WNWI
- Oak Lawn, Illinois; United States;
- Broadcast area: Chicago, Illinois
- Frequency: 1080 kHz

Programming
- Languages: Polish & others
- Format: Ethnic radio
- Affiliations: AP Radio

Ownership
- Owner: Birach Broadcasting Corporation
- Sister stations: WMFN

History
- First air date: December 31, 1965
- Call sign meaning: Northwest Indiana (region of original city of license, Valparaiso)

Technical information
- Licensing authority: FCC
- Facility ID: 49785
- Class: B
- Power: 5,000 watts (day); 2,600 watts (night);
- Transmitter coordinates: 41°38′34.12″N 87°38′44.17″W﻿ / ﻿41.6428111°N 87.6456028°W

Links
- Public license information: Public file; LMS;
- Webcast: Listen live
- Website: www.birach.com/wnwi

= WNWI =

Multicultural radio station in Oak Lawn, Illinois

WNWI (1080 AM) is a time brokered radio station broadcasting an ethnic radio format. Licensed to Oak Lawn, Illinois, United States, it serves the Chicago area. The station is currently owned by the Birach Broadcasting Corporation. WNWI operates on a clear-channel frequency, with WTIC in Hartford, Connecticut; and KRLD in Dallas, Texas, the dominant Class A stations.

WNWI's calls stand for "Northwestern Indiana", a reference to the station's former city of license of Valparaiso, Indiana. The station broadcast a full-service adult contemporary music format from Valparaiso from its sign-on in 1965 until the spring of 1998, when it officially moved into the Chicago market by changing its city of license to Oak Lawn and relocating its transmitter to Riverdale.

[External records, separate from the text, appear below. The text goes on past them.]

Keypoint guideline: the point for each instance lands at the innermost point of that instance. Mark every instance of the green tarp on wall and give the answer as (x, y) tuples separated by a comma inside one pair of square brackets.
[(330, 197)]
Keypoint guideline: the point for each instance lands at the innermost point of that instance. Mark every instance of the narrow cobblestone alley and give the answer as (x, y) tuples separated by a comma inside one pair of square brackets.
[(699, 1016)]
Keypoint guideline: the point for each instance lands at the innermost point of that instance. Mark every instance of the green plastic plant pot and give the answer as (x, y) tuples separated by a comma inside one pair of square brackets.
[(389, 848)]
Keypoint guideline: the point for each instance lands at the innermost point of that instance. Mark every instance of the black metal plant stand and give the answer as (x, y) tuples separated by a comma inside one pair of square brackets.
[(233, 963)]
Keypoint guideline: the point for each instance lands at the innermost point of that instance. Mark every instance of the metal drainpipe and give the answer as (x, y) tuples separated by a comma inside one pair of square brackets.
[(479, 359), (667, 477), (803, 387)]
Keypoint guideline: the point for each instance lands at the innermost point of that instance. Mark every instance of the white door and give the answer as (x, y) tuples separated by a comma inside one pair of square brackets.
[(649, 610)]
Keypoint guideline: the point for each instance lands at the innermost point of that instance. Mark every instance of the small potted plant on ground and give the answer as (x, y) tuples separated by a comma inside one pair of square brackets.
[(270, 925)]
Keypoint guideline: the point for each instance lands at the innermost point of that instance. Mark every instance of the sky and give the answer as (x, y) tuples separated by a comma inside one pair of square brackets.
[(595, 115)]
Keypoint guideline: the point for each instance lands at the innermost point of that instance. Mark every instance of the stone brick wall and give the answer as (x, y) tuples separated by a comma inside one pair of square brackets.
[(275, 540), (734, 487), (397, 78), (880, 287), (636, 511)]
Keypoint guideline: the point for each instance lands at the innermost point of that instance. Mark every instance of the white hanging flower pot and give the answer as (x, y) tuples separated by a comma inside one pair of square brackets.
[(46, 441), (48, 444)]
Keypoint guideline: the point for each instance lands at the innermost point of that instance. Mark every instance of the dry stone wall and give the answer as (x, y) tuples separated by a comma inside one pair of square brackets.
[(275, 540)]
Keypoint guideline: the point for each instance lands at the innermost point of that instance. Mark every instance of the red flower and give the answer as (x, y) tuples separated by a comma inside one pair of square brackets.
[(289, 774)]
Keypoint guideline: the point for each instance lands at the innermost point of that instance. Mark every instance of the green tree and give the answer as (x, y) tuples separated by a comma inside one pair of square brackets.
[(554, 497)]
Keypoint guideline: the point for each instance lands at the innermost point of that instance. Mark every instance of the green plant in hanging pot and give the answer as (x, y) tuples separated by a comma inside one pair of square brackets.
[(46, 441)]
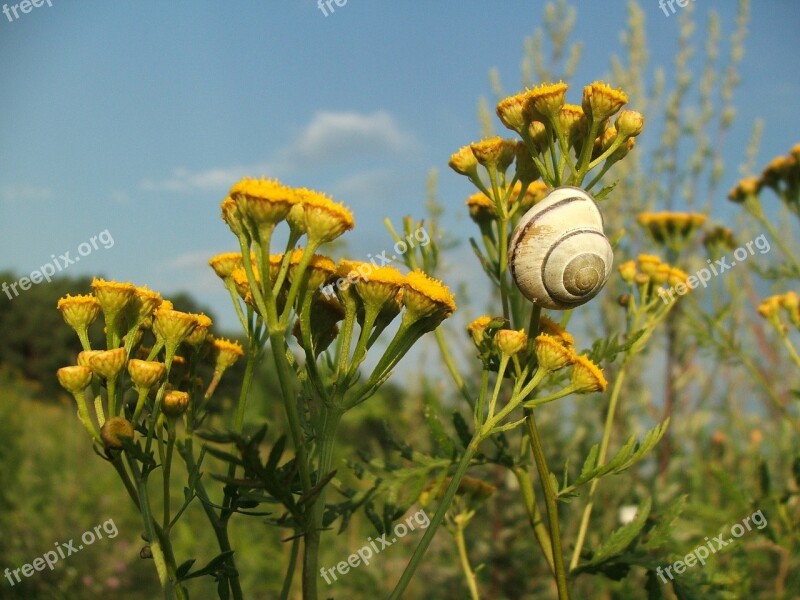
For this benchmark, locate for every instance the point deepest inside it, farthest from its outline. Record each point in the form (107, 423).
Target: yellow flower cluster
(671, 227)
(782, 174)
(648, 274)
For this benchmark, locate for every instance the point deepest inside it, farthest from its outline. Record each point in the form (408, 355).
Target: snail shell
(559, 256)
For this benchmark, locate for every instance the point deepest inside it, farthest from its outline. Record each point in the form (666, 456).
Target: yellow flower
(648, 264)
(172, 327)
(175, 403)
(325, 220)
(671, 226)
(200, 332)
(551, 353)
(627, 271)
(427, 297)
(678, 277)
(74, 379)
(112, 296)
(264, 201)
(550, 327)
(770, 307)
(494, 152)
(749, 186)
(225, 264)
(144, 373)
(511, 111)
(601, 101)
(464, 162)
(481, 208)
(85, 357)
(227, 353)
(108, 363)
(587, 377)
(544, 101)
(381, 286)
(630, 123)
(477, 329)
(114, 431)
(79, 311)
(509, 341)
(573, 121)
(145, 301)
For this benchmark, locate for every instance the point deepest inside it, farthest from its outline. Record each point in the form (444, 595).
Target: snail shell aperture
(558, 254)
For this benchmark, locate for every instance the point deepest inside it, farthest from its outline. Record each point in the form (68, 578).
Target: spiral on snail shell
(558, 254)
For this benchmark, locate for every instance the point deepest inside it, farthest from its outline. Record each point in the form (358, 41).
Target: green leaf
(618, 541)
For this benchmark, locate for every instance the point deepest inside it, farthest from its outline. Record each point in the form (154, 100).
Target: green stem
(441, 510)
(601, 458)
(469, 574)
(551, 503)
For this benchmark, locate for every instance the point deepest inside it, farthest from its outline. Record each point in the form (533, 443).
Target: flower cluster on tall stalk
(527, 359)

The bulk of WNWI's programming is Polish language music, news, and talk programming. Other weekday programming includes Serbian Radio Chicago, a one-hour radio show hosted by Milorad Ravasi which incorporates news, music, and interviews from Serbian culture. On weekends, programming blocks variously target the German, Macedonian, Polish, and Serbian communities.

==History==
WNWI applied for its original license in 1962 when it was originally owned by the Hershman family in Valparaiso, Indiana. The FCC delayed the application process for nearly two years, when competitor WAKE was allowed to go on the air first. The ownership of WNWI sued the FCC because its application for a community AM radio station was already "in process" before WAKE's. The FCC ceded the hold on the license process and approved it immediately, which put two AM stations on the air at the same time in the small community in 1965.

The ownership applied for 1080 kHz because of its strategic location in the center of the AM band (hence its second moniker "The Center of The Dial", which extended to promos for news, weather and the like as your "news center", "weather center", etc., the station's main moniker "Your Live Leader" was used almost from its inception.) The AM band extended, at that time, from 540 to 1600 kHz, and the theory that an antenna built on the campus of the historic Valparaiso Technical Institute would have better radiation characteristics for a 250-watt daytime station at that frequency was a planned, engineering gamble which resulted in a 312-foot omnidirectional antenna system. Their expertise in electrical engineering of the site bore out this theory when the FCC issued the first permits for pre-sunrise operation at 9.7 watts. In 1984, the FCC issued a post-sunset license to the station for 9.7 watts and an omini-directional pattern. The radiation pattern was so efficient with 9.7 watts, that the signal from the 5/8-wavelength radiator could be heard as far away as Michigan City, Indiana, and Merrillville, Indiana, at night.

The station's format remained nearly unchanged for nearly 30 years until music license fees and finances forced the station to adopt a more talk-oriented format by the mid-1990s with limited music play. In the 1970s, WGN engineers studied the studio design at WNWI inside the Valpo Tech main hall to see how the audio and electrical engineers at the school built the studios with super-large plate-glass windows while maintaining excellent acoustics in the studios at that time. The studio design at WNWI was the inspiration for the large plate-glass window studios seen today for WGN radio on Michigan Avenue in Chicago. WBBM-TV even used the over-engineered tower structure at WNWI as a TV antenna relay for a brief period in the 1960s to improve TV service to Northwest Indiana until the Sears Tower was built and the CBS station could move its transmitter and antenna to the top of the new building. After that, the antenna relay was disassembled and all that remained of the support structure for the antenna were cross-arms, which can be seen on the original tower structure in Valparaiso, Indiana, to this day.

The station was sold in 1995 to Birach Broadcasting, who eventually moved the tower and transmitter location to Oak Lawn, Illinois, and applied to the FCC for a dramatic power increase.

The husband-wife Hershman family team who operated the station died a short time later from medical conditions that they had been battling for years.